J’ai bien aimé votre leçon d’interview. Le problème c’est que posées telles que vous les énoncez, vos questions sont proprement incompréhensibles ; elles sont d’ailleurs l’archétype de ce qui fait le mauvais journalisme. Incidemment votre questionnement n’aurait jamais été suivi de la moindre réponse intelligible...
Puisque j’en suis un (de journaliste), français de surcroît, je m’explique. Vous êtes spécialiste. En l’occurrence de l’université. En tout cas aujourd’hui. Peut-être êtes-vous universitaire vous-même ou simplement connaisseur de la chose, pour diverses raisons. Vous parlez en tout cas, et interrogez depuis un savoir qui vous est propre. Or la manière journalistique consiste justement à se départir de ce savoir, quand bien même vous en êtes pourvu, pour transmettre dans le langage commun la substantifique moelle de la polémique en cours. Puisqu’ il s’agit ici de polémique.

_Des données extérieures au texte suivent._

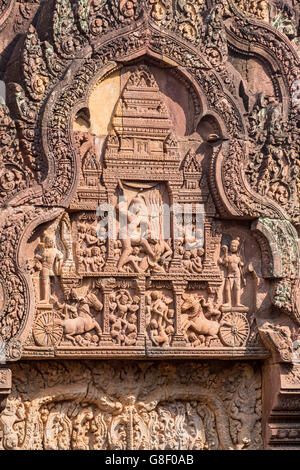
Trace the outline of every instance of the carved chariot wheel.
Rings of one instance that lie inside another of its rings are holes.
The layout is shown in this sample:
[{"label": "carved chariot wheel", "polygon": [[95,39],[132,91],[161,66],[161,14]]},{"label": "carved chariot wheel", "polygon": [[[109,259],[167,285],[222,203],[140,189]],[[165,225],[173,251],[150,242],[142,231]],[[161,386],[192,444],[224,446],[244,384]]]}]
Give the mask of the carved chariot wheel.
[{"label": "carved chariot wheel", "polygon": [[42,313],[37,318],[33,337],[39,346],[56,346],[63,335],[63,327],[58,323],[59,316],[51,312]]},{"label": "carved chariot wheel", "polygon": [[223,316],[219,331],[224,346],[244,346],[250,335],[250,326],[243,313],[229,312]]}]

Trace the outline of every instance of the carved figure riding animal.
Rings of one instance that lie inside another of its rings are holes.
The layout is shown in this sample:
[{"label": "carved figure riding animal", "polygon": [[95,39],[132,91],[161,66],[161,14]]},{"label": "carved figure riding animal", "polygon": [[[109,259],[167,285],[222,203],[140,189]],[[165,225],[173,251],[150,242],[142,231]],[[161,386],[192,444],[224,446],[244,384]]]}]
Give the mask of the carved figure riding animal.
[{"label": "carved figure riding animal", "polygon": [[189,342],[188,331],[192,331],[195,338],[195,345],[199,345],[205,341],[205,346],[209,346],[212,339],[218,338],[221,323],[214,320],[208,320],[203,313],[203,302],[205,299],[202,296],[183,294],[183,304],[181,305],[181,328],[183,334]]},{"label": "carved figure riding animal", "polygon": [[[98,312],[103,309],[102,303],[95,294],[90,293],[87,297],[79,297],[76,294],[75,296],[79,302],[78,306],[73,307],[67,304],[60,306],[63,309],[64,318],[56,320],[56,323],[63,327],[65,338],[72,341],[74,345],[76,345],[74,336],[82,335],[92,330],[96,330],[98,336],[102,334],[99,323],[90,314],[90,307]],[[69,312],[71,312],[71,316],[76,315],[75,318],[70,318]]]}]

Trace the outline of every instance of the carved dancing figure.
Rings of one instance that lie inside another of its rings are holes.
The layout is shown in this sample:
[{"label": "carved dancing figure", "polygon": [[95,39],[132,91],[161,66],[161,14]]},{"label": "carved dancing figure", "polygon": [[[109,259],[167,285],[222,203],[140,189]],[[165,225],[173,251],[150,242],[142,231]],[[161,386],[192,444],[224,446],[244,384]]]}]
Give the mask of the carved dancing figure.
[{"label": "carved dancing figure", "polygon": [[[126,207],[124,207],[124,204]],[[120,217],[127,220],[127,225],[121,227],[119,230],[119,236],[122,243],[122,254],[118,262],[118,270],[123,271],[124,265],[129,261],[130,255],[133,252],[134,246],[139,246],[145,251],[146,254],[155,257],[155,254],[147,240],[149,234],[149,218],[146,203],[143,198],[138,195],[130,203],[127,210],[127,204],[121,202],[118,205],[118,211]],[[135,230],[135,233],[129,233],[129,225]]]},{"label": "carved dancing figure", "polygon": [[148,314],[150,314],[150,339],[156,346],[169,346],[174,333],[174,310],[169,308],[172,299],[163,295],[162,291],[153,291],[147,297]]},{"label": "carved dancing figure", "polygon": [[136,312],[139,310],[139,298],[133,299],[128,291],[113,293],[109,297],[111,336],[120,346],[132,346],[136,342]]}]

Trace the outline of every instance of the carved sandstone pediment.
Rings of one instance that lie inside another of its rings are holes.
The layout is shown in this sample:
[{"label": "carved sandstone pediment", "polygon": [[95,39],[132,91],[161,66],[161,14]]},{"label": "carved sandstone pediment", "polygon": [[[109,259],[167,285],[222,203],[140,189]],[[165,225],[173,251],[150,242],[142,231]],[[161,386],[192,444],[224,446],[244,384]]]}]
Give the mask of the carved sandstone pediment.
[{"label": "carved sandstone pediment", "polygon": [[[278,10],[34,5],[1,108],[8,357],[265,357],[273,309],[296,340],[297,57]],[[249,42],[269,81],[245,76]]]},{"label": "carved sandstone pediment", "polygon": [[0,449],[299,447],[296,3],[0,1]]}]

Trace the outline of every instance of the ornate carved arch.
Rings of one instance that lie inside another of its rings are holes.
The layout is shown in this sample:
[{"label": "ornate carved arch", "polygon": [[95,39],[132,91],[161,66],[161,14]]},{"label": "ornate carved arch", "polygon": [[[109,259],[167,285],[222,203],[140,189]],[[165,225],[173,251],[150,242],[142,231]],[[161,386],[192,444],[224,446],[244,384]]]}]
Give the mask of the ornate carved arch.
[{"label": "ornate carved arch", "polygon": [[[60,2],[57,2],[53,23],[54,47],[50,43],[42,44],[36,30],[33,27],[29,29],[22,52],[25,92],[20,85],[9,85],[11,89],[15,90],[14,93],[9,94],[9,103],[18,118],[16,122],[21,149],[25,155],[29,155],[29,160],[31,160],[28,161],[25,156],[27,171],[29,175],[34,172],[35,176],[38,175],[38,179],[40,179],[40,182],[34,183],[30,189],[24,188],[28,185],[30,178],[26,183],[23,180],[22,191],[19,191],[19,194],[14,196],[14,191],[10,191],[9,194],[12,196],[7,201],[9,204],[13,206],[20,203],[26,204],[30,200],[31,202],[35,201],[38,205],[68,207],[74,197],[79,175],[79,156],[76,154],[76,150],[72,150],[71,155],[73,153],[73,156],[70,155],[70,149],[76,149],[73,137],[68,135],[74,118],[71,108],[77,109],[76,103],[85,102],[84,96],[87,96],[89,82],[92,83],[95,77],[98,80],[101,73],[106,76],[111,58],[116,58],[113,51],[117,47],[117,63],[119,64],[130,62],[139,56],[144,56],[145,53],[158,58],[161,62],[159,54],[163,53],[166,58],[171,54],[168,59],[164,59],[167,61],[166,64],[169,67],[176,67],[179,73],[181,71],[181,73],[187,74],[192,86],[201,89],[200,94],[205,97],[201,100],[202,113],[199,115],[199,120],[205,116],[205,113],[214,113],[215,116],[219,116],[219,125],[223,129],[220,140],[227,138],[228,134],[235,137],[235,139],[231,139],[230,144],[225,141],[215,146],[209,172],[213,198],[223,216],[255,218],[263,214],[271,218],[288,217],[276,202],[268,200],[266,204],[261,196],[253,192],[245,178],[244,162],[248,155],[248,144],[245,141],[247,129],[241,107],[236,104],[236,100],[230,95],[229,90],[226,90],[226,80],[225,83],[223,81],[224,74],[226,74],[222,65],[224,58],[221,63],[212,66],[210,56],[205,58],[203,54],[199,54],[199,49],[193,45],[193,39],[188,34],[182,37],[180,30],[176,33],[177,35],[171,32],[170,22],[166,21],[167,17],[162,22],[153,21],[144,6],[140,6],[139,12],[136,12],[137,21],[134,23],[134,29],[132,23],[128,22],[127,26],[127,20],[124,20],[124,27],[120,32],[112,34],[105,27],[100,37],[97,37],[91,24],[89,27],[92,29],[88,31],[86,17],[80,16],[81,7],[74,11],[67,2],[64,10],[60,10],[60,8]],[[115,7],[112,8],[113,11],[117,11],[114,10]],[[216,15],[219,14],[217,8],[213,9]],[[234,7],[231,5],[231,8]],[[58,16],[60,21],[63,21],[64,15],[69,21],[68,32],[70,33],[66,42],[64,39],[60,39],[60,37],[64,37],[62,36],[64,32],[55,23]],[[79,23],[76,23],[77,15]],[[244,20],[235,18],[234,21],[242,30]],[[252,20],[250,23],[256,24]],[[258,28],[257,25],[255,27]],[[264,28],[264,31],[270,30],[266,25],[259,27]],[[134,34],[133,31],[135,31]],[[239,42],[237,30],[232,26],[227,26],[226,31],[229,43],[230,41],[238,43],[240,50],[242,50],[245,39]],[[277,41],[282,39],[280,34],[275,33],[273,29],[272,34],[273,36],[277,35]],[[88,44],[87,36],[90,44]],[[109,47],[108,38],[110,40]],[[257,51],[259,47],[261,50],[265,48],[264,44],[259,45],[259,39],[258,35],[254,41],[254,43],[258,43]],[[287,47],[285,39],[280,44]],[[121,45],[122,47],[120,47]],[[255,47],[253,46],[254,49]],[[122,52],[122,50],[126,52]],[[76,56],[88,58],[78,60],[75,59]],[[292,49],[289,59],[295,60]],[[275,57],[272,60],[274,62]],[[269,62],[272,62],[271,59]],[[35,64],[33,70],[28,68],[29,63],[31,66]],[[67,70],[66,74],[64,70]],[[275,70],[274,67],[273,70]],[[290,70],[295,70],[295,67],[290,67]],[[14,71],[11,72],[11,68],[8,67],[7,79],[10,80],[9,77],[13,77],[13,75]],[[64,78],[61,80],[62,76]],[[284,77],[287,80],[286,75]],[[291,78],[289,84],[291,87]],[[281,94],[285,94],[284,91],[281,91]],[[228,106],[227,114],[223,109],[224,100]],[[207,102],[207,111],[205,111],[205,101]],[[221,110],[223,111],[222,116]],[[223,120],[225,125],[221,124]],[[45,132],[46,129],[47,132]],[[37,152],[37,149],[41,148],[42,152]],[[44,155],[43,160],[47,161],[46,173],[45,169],[42,169],[44,164],[40,154]],[[235,182],[233,187],[232,181]],[[32,181],[29,186],[31,183]]]},{"label": "ornate carved arch", "polygon": [[[0,30],[13,3],[0,11]],[[233,0],[194,3],[56,0],[40,7],[16,45],[0,112],[7,360],[292,360],[300,257],[296,50]],[[261,61],[274,96],[251,93],[230,54]],[[149,83],[134,82],[141,71]],[[100,135],[90,128],[98,112],[91,99],[114,77],[110,127]],[[176,101],[164,80],[186,93],[189,133],[181,135],[176,120],[184,99]],[[87,152],[96,165],[83,177]],[[129,209],[132,201],[189,204],[193,227],[198,204],[200,244],[186,250],[172,230],[160,245],[105,241],[98,225],[106,213],[97,208],[125,194]],[[157,305],[163,312],[155,313]]]}]

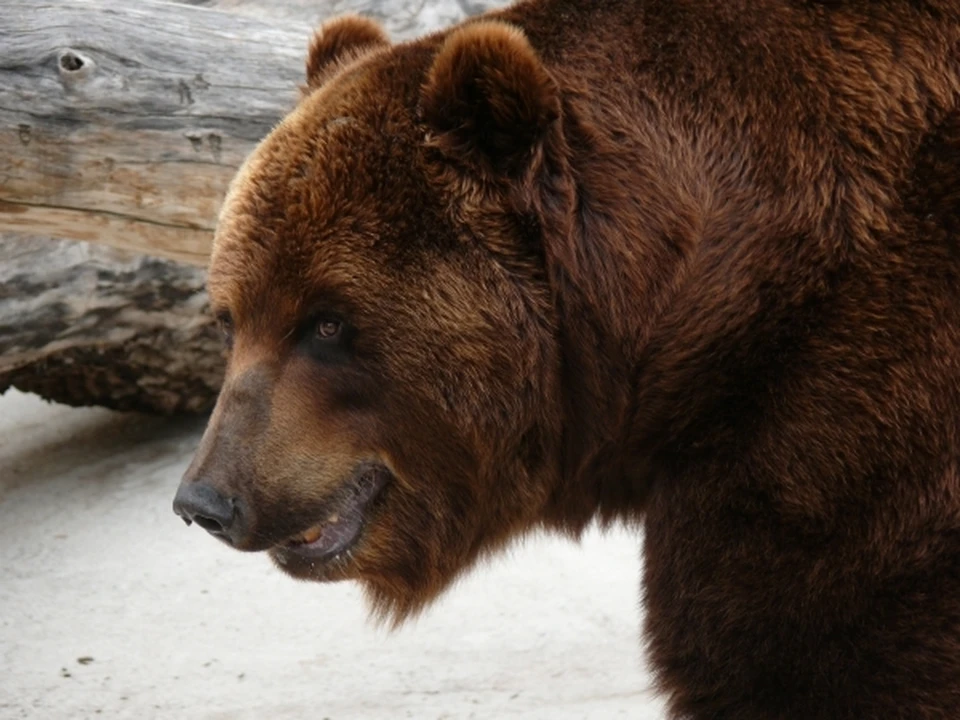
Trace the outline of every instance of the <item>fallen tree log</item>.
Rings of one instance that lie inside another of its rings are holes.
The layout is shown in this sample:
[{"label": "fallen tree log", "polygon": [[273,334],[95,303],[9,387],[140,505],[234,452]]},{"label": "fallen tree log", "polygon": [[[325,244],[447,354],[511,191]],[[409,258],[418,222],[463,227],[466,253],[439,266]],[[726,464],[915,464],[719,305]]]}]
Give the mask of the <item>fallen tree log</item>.
[{"label": "fallen tree log", "polygon": [[306,38],[166,2],[6,0],[4,229],[203,265],[243,158],[296,100]]},{"label": "fallen tree log", "polygon": [[204,271],[103,245],[4,236],[0,393],[172,414],[210,408],[223,343]]},{"label": "fallen tree log", "polygon": [[6,0],[0,392],[209,409],[201,268],[230,178],[296,101],[310,28],[361,12],[404,39],[498,4]]}]

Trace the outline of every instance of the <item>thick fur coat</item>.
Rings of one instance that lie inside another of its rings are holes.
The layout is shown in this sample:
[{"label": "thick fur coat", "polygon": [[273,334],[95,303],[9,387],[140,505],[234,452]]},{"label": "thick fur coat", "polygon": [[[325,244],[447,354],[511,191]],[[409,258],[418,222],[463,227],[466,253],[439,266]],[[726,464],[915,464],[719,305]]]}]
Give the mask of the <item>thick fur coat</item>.
[{"label": "thick fur coat", "polygon": [[178,512],[398,621],[636,522],[674,717],[955,720],[958,100],[956,0],[328,23],[224,204]]}]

Reprenons le cas qui vous occupe et mettez vous - vraiment - à la place du journaliste... Vous êtes, je vous le rappelle, à la radio. Et sur RMC, pas sur France Culture ! Ça va très vite et il faut que TOUT LE MONDE comprenne de quoi il s’agit. Pas simplement les universitaires et les personnes intéressées par le problème. Autrement dit, il faut que vos questions soient ciselées de manière à
1/ être compréhensible par la veuve de Carpentras, laquelle se cogne royalement de la Conférence des Présidents d’Université et ne sait évidemment pas de quoi il s’agit quand vous parlez de « elle ère hue ».
2/ être incisif – Là je suis parfaitement d’accord – avec l’interlocuteur invité. En l’occurrence il n’y a qu’une seule question à poser : « Pourquoi dénigrez-vous aujourd’hui une loi que vous avez acceptée il y a 18 mois ? » Encore faut-il que l’invité ait effectivement accepté cette loi à la faveur d’un vote quelconque de la Conférence des Présidents d’Université il y a 18 mois. L’avez-vous vérifié ? Non bien entendu. Vous n’en avez pas eu le temps. Ni même la possibilité : la ventilation de ce type de vote (si même il y a eu vote) n’est jamais publiée. L’interlocuteur parle-t-il au nom de la Conférence ? Manifestement pas, donc il n’exprime qu’un point de vue personnel... Il peut donc très bien répondre : « moi je me suis toujours opposé à cette loi » sans qu’on puisse lui dire quoi que ce soit en retour. Alors comment on fait dans ces cas là ? Et bien on improvise ! Et Bienvenu au club !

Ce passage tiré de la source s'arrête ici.